Masa Depan
Kukira aku hanya ingin berhenti di tempat ini, tanpa pergeseran waktu, tanpa perputaran matahari. Ya, aku tahu betul, sejak dulu aku memang tak pernah mau tumbuh dewasa, TAK AKAN PERNAH. Tapi bagaimana jika aku tak bisa memilih? Aku tak bisa selamanya hidup dalam khayalan. Aku tak bisa selamanya berjalan-jalan santai mengamati fantasi liarku bergerak tak terkendali seperti buih air terjun niagara.
Hidup ini keras. Aku baru tahu maknanya. Ia tak akan membiarkanmu hidup dengan gratis. Tidak, tentu saja tidak. Ia akan meminta bayaran, dengan kejam. Mungkin dengan darah yang menetes dari nadiku yang berdenyut-denyut.
Semakin lama, ide tentang masa depan yang dengan pasti akan menghampiriku ini semakin membuatku gusar dan gerah. Aku tak yakin aku bisa bertahan hidup. Hanya dengan berbekal khayalan konyol di dalam ranselku atau angan-angan lain yang secara tak sengaja menempel di bawah sol sepatu karetku.
Aku tak bisa diam saja saja melihat diriku sendiri mulai menghancurkan setiap selnya satu persatu. Aku tak boleh diam saja.
Ide hebat! Lalu bagaimana? Aku membayangkan masa depanku di sebuah kota futuristik dengan segala sistem otomasinya yang canggih. Naik skteboard jet, berpakaian hitam-hitam, dan menembaki penjahat yang berusaha kabur.
Tapi kupikir aku harus men-set ulang otakku –LAGI. Dan rasanya bukan hal seperti itu yang seharusnya kuinginkan saat aku tua nanti –kalau aku masih hidup.
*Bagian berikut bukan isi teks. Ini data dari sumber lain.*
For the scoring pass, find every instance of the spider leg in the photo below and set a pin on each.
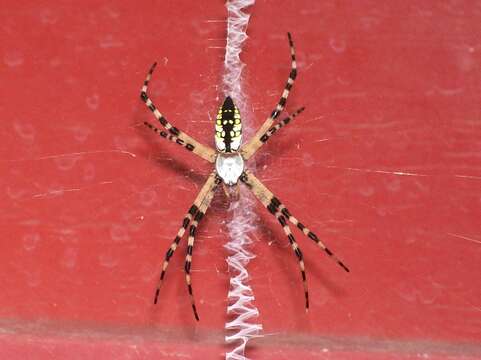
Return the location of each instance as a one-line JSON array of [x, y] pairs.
[[280, 125], [273, 204], [295, 248], [255, 143], [190, 244], [209, 184], [191, 144]]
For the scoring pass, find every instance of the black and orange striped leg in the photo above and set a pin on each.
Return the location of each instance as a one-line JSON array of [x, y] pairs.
[[255, 143], [295, 248], [169, 137], [308, 233], [280, 125], [194, 209], [190, 244], [273, 203], [197, 148]]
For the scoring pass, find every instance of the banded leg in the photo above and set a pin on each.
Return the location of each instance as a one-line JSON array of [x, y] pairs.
[[254, 144], [267, 198], [169, 137], [295, 248], [280, 125], [190, 245], [199, 149], [209, 184]]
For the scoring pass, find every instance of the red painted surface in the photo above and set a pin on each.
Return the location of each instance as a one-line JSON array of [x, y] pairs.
[[385, 165]]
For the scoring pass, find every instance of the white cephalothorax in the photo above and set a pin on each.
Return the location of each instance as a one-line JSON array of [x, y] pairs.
[[229, 167]]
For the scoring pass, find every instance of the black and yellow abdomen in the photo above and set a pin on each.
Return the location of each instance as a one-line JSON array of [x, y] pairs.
[[228, 127]]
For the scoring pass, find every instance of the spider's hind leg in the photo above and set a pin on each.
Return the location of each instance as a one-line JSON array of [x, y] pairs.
[[194, 209], [272, 203], [190, 245]]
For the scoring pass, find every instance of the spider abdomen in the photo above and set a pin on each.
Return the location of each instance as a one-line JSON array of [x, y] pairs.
[[228, 127]]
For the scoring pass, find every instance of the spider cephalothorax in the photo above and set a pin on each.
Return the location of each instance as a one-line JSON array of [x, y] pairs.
[[229, 169]]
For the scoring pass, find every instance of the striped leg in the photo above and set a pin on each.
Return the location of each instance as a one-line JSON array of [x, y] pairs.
[[273, 204], [255, 143], [190, 245], [208, 186], [197, 148], [169, 137], [295, 248], [280, 125]]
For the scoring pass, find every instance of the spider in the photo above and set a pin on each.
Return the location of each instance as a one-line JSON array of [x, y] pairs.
[[229, 160]]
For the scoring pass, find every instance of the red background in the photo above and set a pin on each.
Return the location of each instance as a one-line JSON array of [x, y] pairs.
[[385, 165]]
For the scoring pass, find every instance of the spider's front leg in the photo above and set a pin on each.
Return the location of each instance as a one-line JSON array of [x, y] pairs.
[[267, 129], [174, 135]]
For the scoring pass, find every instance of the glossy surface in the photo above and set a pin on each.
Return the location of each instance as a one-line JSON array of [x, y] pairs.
[[384, 165]]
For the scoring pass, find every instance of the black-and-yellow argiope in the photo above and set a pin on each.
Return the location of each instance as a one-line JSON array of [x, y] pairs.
[[229, 168]]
OKE, tapi aku sudah menangkap ide dasar fantasiku yang semakin lama semakin tak terkontrol ini.
PAHLAWAN.
Setelah semua kejadian yang kualami, aku mulai berhenti berpikir muluk-muluk. Aku sepertinya lebih memilih untuk menjadi pahlawan bagi diriku sendiri, yang menyelamatkanku dari..neraka misalnya.
Mungkin aku bisa mewujudkan cita-citaku yang lain; Menghilangkan Semua Jenis Penderitaan di Dunia Ini. Penderitaan Saudara-saudaraku. Dan nantinya kami semua akan masuk surga bersama-sama.
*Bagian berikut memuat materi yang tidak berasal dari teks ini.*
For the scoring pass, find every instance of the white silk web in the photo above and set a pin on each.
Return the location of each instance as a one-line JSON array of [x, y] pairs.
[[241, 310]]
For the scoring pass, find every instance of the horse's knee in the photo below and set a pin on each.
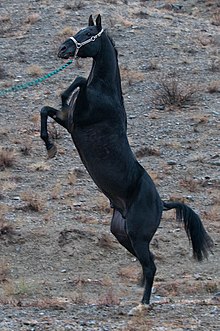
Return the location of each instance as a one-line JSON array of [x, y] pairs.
[[44, 112]]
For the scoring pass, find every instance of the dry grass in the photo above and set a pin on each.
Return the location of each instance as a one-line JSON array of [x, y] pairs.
[[131, 76], [173, 93], [74, 5], [56, 191], [109, 299], [147, 151], [40, 166], [190, 184], [33, 18], [7, 158], [105, 241], [215, 64], [72, 178], [216, 18], [101, 204], [214, 87], [130, 273]]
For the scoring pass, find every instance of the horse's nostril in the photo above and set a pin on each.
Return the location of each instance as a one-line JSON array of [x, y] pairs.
[[63, 49]]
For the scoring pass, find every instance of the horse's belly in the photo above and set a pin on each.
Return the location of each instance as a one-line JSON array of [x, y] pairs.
[[109, 162]]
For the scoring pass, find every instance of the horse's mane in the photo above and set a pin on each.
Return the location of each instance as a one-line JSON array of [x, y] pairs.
[[112, 41]]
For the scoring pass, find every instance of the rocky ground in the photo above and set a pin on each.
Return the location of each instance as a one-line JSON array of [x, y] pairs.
[[60, 267]]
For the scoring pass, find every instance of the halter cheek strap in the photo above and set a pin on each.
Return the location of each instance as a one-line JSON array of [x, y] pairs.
[[79, 45]]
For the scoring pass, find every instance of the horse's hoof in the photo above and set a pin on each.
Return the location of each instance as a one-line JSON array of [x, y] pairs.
[[51, 152], [139, 310]]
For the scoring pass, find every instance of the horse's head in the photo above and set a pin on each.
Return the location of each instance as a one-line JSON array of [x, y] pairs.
[[86, 43]]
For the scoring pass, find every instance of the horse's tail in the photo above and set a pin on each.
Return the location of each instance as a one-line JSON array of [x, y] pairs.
[[201, 241]]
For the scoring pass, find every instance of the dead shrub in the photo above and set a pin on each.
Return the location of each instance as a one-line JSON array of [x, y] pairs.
[[214, 87], [7, 158], [105, 241], [172, 92], [101, 204], [131, 76], [189, 183], [33, 202], [34, 70]]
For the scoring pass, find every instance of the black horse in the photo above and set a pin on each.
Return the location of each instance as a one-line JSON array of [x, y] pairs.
[[96, 118]]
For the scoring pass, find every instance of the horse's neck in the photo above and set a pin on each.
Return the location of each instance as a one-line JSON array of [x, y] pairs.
[[105, 69]]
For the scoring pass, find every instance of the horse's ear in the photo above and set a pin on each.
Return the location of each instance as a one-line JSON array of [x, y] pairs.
[[99, 22], [91, 22]]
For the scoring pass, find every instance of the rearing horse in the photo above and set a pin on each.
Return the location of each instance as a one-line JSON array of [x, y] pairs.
[[96, 119]]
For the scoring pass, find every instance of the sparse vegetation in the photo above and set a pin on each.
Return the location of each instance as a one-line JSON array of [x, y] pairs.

Kau tahu? Otakku benar-benar berkabut saat memikirkan masa depan. Tapi aku masih yakin, kalau bisa, aku akan tetap diam di tempat ini. Tidak bertambah tua, dan tidak meningalkan masa kanak-kanakku yang dipenuhi khayalan menyenangkan. Walau semua makhluk di seluruh alam semesta ini menyeret kakiku untuk terus berjalan. Tapi, yah, seperti yang kau tahu...aku tak bisa berkata tidak pada kehendakNYA.